Foi a quinta vez que os dois se defrontaram, desta vez com uma terceira eliminatória do Torneio de Roland-Garros como cenário, mas Nuno Borges voltou a não conseguir encontrar forma de derrotar Andrey Rublev. O tenista da Maia discutiu os três sets até ao último ponto, mas foi Rublev a mostrar-se mais confortável em situações mais apertadas e qualificou-se pela 18.ª vez para a segunda semana de um torneio do Grand Slam.
Com o antigo número um mundial, Marat Safin, a dar-lhe indicações desde a bancada, o russo de 28 anos somou a décima vitória nos últimos 13 encontros, com os parciais de 7-5, 7-6 (7/2) e 7-6 (7/2), em duas horas e 36 minutos. Mas Borges sentiu que podia ter feito mais.

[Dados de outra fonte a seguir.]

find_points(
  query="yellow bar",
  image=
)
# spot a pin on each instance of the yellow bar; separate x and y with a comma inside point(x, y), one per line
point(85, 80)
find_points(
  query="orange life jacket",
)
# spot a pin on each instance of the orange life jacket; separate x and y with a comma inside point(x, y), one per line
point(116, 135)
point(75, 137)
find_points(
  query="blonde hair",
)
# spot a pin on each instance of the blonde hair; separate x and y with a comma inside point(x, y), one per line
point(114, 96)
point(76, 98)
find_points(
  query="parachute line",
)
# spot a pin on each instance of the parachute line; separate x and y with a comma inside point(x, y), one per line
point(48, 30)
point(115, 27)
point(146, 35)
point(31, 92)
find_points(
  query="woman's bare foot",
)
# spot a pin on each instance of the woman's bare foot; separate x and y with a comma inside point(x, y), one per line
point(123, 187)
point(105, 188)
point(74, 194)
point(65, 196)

“Pelo menos o segundo set devia ter ganho, tive dois jogos em que fiz o break e um terceiro em que tive mais uma oportunidade e que, pela maneira como foi jogado, soube a pouco. Acho que ele jogou de forma inacreditável nos dois tie-breaks. No primeiro set ele mereceu por completo, mas os outros dois deixaram-me com a sensação de que podia ter feito mais. Consegui estar sempre no encontro, mas ele tem picos em que é melhor do que eu e faz a diferença. Soube usar muito bem isso nos momentos decisivos e eu não consegui ganhar uma vantagem no início dos sets que me deixasse mais à vontade”, disse Borges, aos jornalistas portugueses presentes em Paris.
Rublev, que já esteve por 10 vezes em quartos-de-final de majors, mas nunca logrou ir mais além, ficou contente com “o facto de ter conseguido ganhar em sets directos”. “E em alguns momentos cruciais, como quando ele teve a oportunidade de liderar, consegui manter-me firme, recuperar e jogar bem, servir bem ou bater um ‘winner’ ou algo desse tipo”, frisou o próximo adversário de Jakub Mensik (27.º), o checo de 20 anos, que eliminou Alex De Minaur (7.º), em quatro sets.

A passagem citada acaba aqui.